A former principal spent more than £60,000 on worldwide recruitment trips but it’s unclear if he managed to persuade a single overseas student to join his London college, it has been revealed.
Kensington and Chelsea College spent tens of thousands of pounds on jetting Mark Brickley (pictured above), who unexpectedly resigned last November, on eight overseas trips between September 2014 and October 2016.
The information emerged from a Freedom of Information request lodged by the Grenfell Action Group, a local campaign group, requesting information on the college’s overseas spending.
The enquiry also revealed that on two of these visits, Mr Brickley had been accompanied by an unnamed college member of staff at a cost of £2,957.
The trips, which cost a total of £64,403, were to allow him to “attend conferences, student recruitment fairs and exhibitions, to meet with recruitment agencies and agents, and to promote and market the college in overseas markets”, according to the college’s FOI response.
And in return for the hefty bill, just nine international students have applied to join the college “either online, via staff or by word of mouth”.
Edward Daffarn, from Grenfell Action Group, told FE Week: “Nearly £70,000 is an outrageous amount of money for the college to waste on trips that have provided such little in return.”
Ruth Levin, national officer for FE at public services union Unison, added she was “concerned” to learn that Mr Brickley spent such a high amount on overseas visits “which didn’t seem to reap any significant benefit for the college”.
“It is, as ever, vital that money is invested where it is most needed to improve the college for staff and students,” she said.
The FOI response from Kensington and Chelsea College also said that “in line with many FE colleges”, the corporation agreed an overseas strategy to recruit international students “as a way of enhancing turnover with student funding having dropped significantly due to changes in government funding for both adults and young people”.
FE Week approached the college and asked if this was considered a good return on its travel costs.
We also asked whether any overseas students had yet officially joined the college.
All it would say in response was: “There has been an FOI request into the previous principal’s overseas business activities. The clerk to the corporation has provided a response to the questions without breaching either the Data Protection Act or commercial confidentiality. We are therefore not going to comment further.”
FE Week was unable to contact Mr Brickley despite repeated attempts.

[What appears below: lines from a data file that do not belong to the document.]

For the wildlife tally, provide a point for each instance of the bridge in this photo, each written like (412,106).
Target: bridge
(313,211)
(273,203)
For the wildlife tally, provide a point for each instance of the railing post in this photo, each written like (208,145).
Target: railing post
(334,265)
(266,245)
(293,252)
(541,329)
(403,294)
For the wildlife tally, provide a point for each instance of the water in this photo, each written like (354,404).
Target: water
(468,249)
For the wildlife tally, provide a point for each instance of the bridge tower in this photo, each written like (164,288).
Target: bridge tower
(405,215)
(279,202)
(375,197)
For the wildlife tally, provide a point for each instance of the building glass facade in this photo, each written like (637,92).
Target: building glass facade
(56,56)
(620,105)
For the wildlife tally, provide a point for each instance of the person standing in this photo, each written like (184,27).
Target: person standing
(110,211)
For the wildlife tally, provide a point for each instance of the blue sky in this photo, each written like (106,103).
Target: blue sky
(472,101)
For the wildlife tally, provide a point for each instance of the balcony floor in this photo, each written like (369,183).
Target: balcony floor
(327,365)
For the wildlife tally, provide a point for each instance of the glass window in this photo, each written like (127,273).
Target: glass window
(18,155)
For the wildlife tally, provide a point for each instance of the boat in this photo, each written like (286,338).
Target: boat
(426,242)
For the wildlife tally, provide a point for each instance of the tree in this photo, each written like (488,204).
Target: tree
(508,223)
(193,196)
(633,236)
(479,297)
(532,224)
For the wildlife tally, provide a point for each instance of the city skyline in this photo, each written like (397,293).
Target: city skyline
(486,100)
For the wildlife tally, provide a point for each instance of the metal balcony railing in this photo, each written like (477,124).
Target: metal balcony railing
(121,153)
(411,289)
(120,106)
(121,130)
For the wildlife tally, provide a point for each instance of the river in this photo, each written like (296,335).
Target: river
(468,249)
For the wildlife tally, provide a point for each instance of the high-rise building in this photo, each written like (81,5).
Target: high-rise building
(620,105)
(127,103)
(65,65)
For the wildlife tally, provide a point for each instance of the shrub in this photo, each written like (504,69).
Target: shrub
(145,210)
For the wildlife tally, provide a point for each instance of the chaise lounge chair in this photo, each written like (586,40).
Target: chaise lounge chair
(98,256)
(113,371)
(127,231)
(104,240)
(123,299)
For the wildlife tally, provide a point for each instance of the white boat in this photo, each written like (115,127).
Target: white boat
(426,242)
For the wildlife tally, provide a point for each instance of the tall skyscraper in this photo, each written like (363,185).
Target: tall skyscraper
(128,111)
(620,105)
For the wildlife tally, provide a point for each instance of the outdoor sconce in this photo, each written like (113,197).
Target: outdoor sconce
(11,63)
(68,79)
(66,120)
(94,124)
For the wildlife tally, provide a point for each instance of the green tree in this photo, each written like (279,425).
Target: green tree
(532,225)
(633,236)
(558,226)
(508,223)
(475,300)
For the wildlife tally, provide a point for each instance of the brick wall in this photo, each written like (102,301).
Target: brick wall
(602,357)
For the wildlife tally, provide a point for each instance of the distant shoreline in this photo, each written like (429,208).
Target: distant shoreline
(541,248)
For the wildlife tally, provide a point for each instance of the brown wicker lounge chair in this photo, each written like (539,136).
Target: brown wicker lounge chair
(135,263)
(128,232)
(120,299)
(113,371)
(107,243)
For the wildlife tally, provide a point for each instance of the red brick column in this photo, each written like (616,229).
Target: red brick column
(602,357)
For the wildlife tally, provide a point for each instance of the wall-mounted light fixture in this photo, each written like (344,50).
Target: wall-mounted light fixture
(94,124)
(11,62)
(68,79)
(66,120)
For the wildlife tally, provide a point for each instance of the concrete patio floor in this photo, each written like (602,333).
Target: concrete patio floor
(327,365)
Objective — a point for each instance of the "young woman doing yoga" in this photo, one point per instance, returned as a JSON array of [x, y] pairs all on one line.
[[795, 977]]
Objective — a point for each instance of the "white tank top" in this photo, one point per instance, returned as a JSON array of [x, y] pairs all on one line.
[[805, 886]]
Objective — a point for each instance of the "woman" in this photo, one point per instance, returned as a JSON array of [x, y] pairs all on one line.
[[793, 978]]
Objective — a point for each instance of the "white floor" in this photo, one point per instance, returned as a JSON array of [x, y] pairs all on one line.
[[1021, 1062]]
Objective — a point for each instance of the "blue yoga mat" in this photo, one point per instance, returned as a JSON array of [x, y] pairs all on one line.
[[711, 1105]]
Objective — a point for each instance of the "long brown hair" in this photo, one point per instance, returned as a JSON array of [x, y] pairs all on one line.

Mr Brickley, who joined Kensington and Chelsea College as principal in September 2013, resigned with immediate effect last year.
His shock departure was for “personal reasons”, a college spokesperson said at the time.
The college has around 3,350 learners and received a ‘requires improvement’ rating, including a grade three for effectiveness of leadership and management, following its most recent Ofsted inspection in June 2015, having received the same grade at two previous inspections in 2013 and 2012.
The issue of whether colleges should concentrate more on international opportunities as their funding from the Skills Funding Agency diminishes has raged on for years.
The former Ofsted chief inspector Sir Michael Wilshaw warned of the dangers of foreign recruitment in FE way back in 2012.
His remarks came in an introductory speech to Association of Colleges delegates at a London conference, where he said the focus should be on “Deptford not Delhi”.